Plan for Diagnosis section of Vocal Fold Paresis article:
Elaborate on voice assessment techniques: indirect laryngoscopy, flexible fiberoptic laryngoscopy, video stroboscopy, CXR, CT, MRI, barium swallow, EMG
Simplify language, add more current sources
Merati, A. L., Halum, S. L., & Smith, T. L. (September 01, 2006). Diagnostic Testing for Vocal Fold Paralysis: Survey of Practice and Evidence-Based Medicine Review. The Laryngoscope, 116, 9, 1539-1552.
Misono, S., & Merati, A. L. (January 01, 2012). Evidence-based practice: evaluation and management of unilateral vocal fold paralysis. Otolaryngologic Clinics of North America,45, 5, 1083-108.
Rickert, S. M., Childs, L. F., Carey, B. T., Murry, T., & Sulica, L. (January 01, 2012). Laryngeal electromyography for prognosis of vocal fold palsy: A Meta-Analysis. The Laryngoscope, 122, 1, 158-161.

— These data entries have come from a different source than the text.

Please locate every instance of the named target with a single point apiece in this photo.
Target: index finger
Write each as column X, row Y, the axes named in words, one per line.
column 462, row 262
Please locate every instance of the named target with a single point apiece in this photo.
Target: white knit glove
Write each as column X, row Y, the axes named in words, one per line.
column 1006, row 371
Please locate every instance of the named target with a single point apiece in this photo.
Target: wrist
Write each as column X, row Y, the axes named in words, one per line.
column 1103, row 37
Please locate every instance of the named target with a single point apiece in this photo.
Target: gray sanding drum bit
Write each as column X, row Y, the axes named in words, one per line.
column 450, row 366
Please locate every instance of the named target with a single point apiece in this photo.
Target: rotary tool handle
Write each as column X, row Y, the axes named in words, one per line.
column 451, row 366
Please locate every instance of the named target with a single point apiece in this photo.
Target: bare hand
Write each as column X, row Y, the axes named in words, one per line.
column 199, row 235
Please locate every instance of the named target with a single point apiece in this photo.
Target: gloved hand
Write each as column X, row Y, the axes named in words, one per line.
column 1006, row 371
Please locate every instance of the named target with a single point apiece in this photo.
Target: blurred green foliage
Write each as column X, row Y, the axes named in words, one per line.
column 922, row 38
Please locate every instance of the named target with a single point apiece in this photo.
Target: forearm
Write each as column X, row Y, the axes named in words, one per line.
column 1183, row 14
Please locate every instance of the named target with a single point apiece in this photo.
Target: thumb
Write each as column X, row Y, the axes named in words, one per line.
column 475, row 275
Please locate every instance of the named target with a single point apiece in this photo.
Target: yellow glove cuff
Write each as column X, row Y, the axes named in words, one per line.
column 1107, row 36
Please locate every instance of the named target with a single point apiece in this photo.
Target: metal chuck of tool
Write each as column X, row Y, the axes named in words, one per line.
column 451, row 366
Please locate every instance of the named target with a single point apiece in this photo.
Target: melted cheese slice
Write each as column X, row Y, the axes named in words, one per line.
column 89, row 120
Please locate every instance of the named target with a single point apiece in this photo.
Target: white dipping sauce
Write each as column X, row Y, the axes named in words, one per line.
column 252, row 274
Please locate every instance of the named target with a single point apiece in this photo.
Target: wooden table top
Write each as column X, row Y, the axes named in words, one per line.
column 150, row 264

Syamal, M. N., & Benninger, M. S. (January 01, 2016). Vocal fold paresis: a review of clinical presentation, differential diagnosis, and prognostic indicators. Current Opinion in Otolaryngology & Head and Neck Surgery, 24, 3, 197-202.

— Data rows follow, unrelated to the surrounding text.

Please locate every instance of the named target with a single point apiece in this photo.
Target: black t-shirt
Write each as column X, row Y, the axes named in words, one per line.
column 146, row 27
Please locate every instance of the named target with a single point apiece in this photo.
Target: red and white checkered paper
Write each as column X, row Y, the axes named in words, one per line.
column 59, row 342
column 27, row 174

There are a variety of ways to diagnose vocal fold paralysis. Important indications of possible causes can be revealed in the patient's medical history, which may inform which diagnostic approach is taken.

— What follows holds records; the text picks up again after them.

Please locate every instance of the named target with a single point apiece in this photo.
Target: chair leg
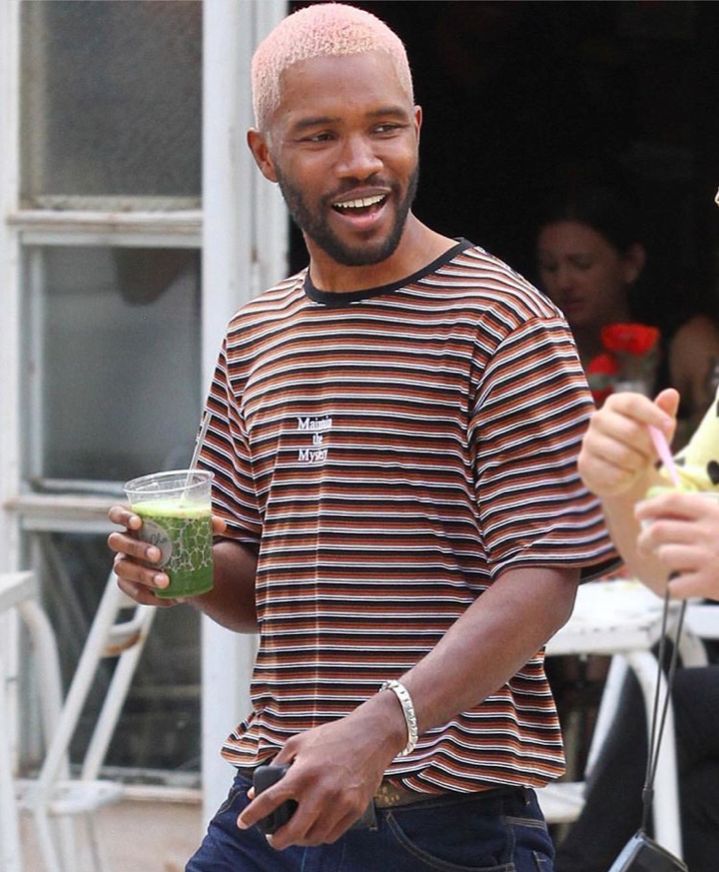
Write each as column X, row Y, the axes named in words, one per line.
column 10, row 851
column 98, row 858
column 46, row 842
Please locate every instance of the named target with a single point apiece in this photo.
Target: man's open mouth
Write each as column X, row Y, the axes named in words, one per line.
column 360, row 205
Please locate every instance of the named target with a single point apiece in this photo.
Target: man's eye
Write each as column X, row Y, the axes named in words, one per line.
column 317, row 137
column 387, row 128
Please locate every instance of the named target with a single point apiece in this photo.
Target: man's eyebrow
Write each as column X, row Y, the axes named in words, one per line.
column 320, row 120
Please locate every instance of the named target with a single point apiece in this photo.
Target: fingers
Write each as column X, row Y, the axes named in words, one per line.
column 617, row 448
column 143, row 594
column 134, row 559
column 219, row 525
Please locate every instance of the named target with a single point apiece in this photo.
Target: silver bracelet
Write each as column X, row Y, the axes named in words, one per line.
column 410, row 716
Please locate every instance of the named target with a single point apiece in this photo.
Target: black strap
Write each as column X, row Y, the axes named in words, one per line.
column 657, row 727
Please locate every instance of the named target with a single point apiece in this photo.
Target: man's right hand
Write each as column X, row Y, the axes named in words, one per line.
column 136, row 562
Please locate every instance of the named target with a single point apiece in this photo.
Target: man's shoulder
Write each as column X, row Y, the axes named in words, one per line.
column 275, row 298
column 478, row 274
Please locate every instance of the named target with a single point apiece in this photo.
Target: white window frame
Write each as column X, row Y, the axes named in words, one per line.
column 242, row 232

Voice diagnostics are used to assess voice quality and vocal performance. Voice assessment is necessary to plan and estimate the success of a possible speech therapy.[12]
An auditory-perceptual evaluation is conducted by a Speech-Language Pathologist (S-LP), and allows changes in voice quality to be monitored over time. There are two scales which can be used to subjectively measure voice quality: the GRBAS (grade, roughness, breathiness, asthenia, strain) and the CAPE-V (Consensus Auditory Perceptual Evaluation of Voice). The GRBAS is used to rate the patient's voice quality on 5 dimensions: grade (overall severity), roughness, breathiness, asthenia (weakness) and strain. Each dimension will receive a severity rating from 0 (not present) to 3 (severe). This allows the S-LP to make a judgment about the overall severity of the voice quality. The CAPE-V is used in a similar manner, rating of the dimensions of voice quality on a subjective scale from 0-100, and using this to determine an overall severity score.
In incompletely or only partially healed paralyses, stroboscopic larynx examinations yield a type of slow motion picture to assess tension and fine mobility of the vocal folds during vocalization. Stroboscopy[3][4] and voice assessment are important to establish an individual treatment plan to improve the voice.
Breathing tests (spirometry, body plethysmography) are used to measure the impairment of respiratory flow through the larynx, particularly in patients with bilateral vocal fold paralysis.
Electromyography of the laryngeal muscles (larynx EMG),[1][13] which measures the electrical activity of the larynx muscles via thin needle electrodes, allows better differentiation between a neural lesion and other causes of impaired mobility of the vocal fold and localization of the lesion along the nerve. For example, the larynx EMG can, within limits, provide a prognosis of the development of a recurrent laryngeal nerve paralysis. While patients with a poor chance of healing can be identified at an early stage, this advanced examination technique is not available in all treatment centers.
The treating physician must view all examination results combined[4] and establish an individual diagnosis and treatment plan for each patient.